Executry is the name used by lawyers for the work required in winding up the estate of someone who has died. It is another area where it is difficult, and often impossible, to give accurate levels of fee in advance. The Terms of Engagement often require a time-and-line/hourly/unit rate charge. It also makes a difference to the amount of work whether or not there is available a valid will signed by the deceased – more work and other costs are likely if there is no will. The work may involve meetings and consultations between the family/executor and the solicitor, collating and valuing the assets and liabilities of the estate, corresponding with financial and other institutions (e.g. banks, building societies, share registrars, employers/pension administrators, DWP, HMRC, council tax departments, factors, mortgage lenders and more), drawing court documents and forms for Confirmation (Scottish equivalent of Probate), dealing with the Sheriff Court processing the forms, ingathering the financial estate (i.e. collecting in all the money), accounting to the executor and distributing the bequests and shares of an estate among beneficiaries.

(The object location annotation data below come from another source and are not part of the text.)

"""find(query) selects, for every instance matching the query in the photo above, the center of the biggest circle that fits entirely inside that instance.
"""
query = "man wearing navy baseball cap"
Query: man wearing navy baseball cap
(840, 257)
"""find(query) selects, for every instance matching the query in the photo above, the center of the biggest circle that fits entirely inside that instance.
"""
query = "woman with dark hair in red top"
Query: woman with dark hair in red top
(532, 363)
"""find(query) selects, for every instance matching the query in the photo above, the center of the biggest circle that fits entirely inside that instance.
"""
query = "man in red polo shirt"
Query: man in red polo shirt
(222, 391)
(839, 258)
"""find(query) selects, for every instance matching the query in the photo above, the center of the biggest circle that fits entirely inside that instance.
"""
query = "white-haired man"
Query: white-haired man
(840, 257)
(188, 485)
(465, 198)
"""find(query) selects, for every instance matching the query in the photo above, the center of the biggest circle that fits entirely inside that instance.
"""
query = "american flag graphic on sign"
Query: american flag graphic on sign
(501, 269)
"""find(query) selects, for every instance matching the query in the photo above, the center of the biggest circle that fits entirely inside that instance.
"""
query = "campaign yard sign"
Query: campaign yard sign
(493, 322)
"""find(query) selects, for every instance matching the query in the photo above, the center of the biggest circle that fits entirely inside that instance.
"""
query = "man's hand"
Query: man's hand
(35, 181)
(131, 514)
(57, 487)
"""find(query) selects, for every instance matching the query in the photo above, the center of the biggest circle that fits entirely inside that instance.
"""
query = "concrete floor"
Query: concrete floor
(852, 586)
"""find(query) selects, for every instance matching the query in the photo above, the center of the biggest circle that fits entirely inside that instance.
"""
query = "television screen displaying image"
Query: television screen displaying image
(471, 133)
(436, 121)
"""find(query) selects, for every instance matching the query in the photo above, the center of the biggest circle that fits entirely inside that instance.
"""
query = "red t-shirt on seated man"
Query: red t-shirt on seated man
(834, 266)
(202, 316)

There may also be a home/heritable property to sell on the open market or transfer to a beneficiary. That work is not included in this example as it is a conveyancing process (see Sale of Residential Property), nor is calculating and dealing with Inheritance Tax, which affects only a limited number of estates and generates considerable work.
The fee for executry work in winding up a particular estate may be in one case £2300 plus VAT £460.
Outlays may include Court Confirmation dues in respect of an estate not exceeding £50,000 no fee; £50,000 (up to £250,000) £266; Exceeding £250,000 £532 plus £8 for each individual asset certificate if needed.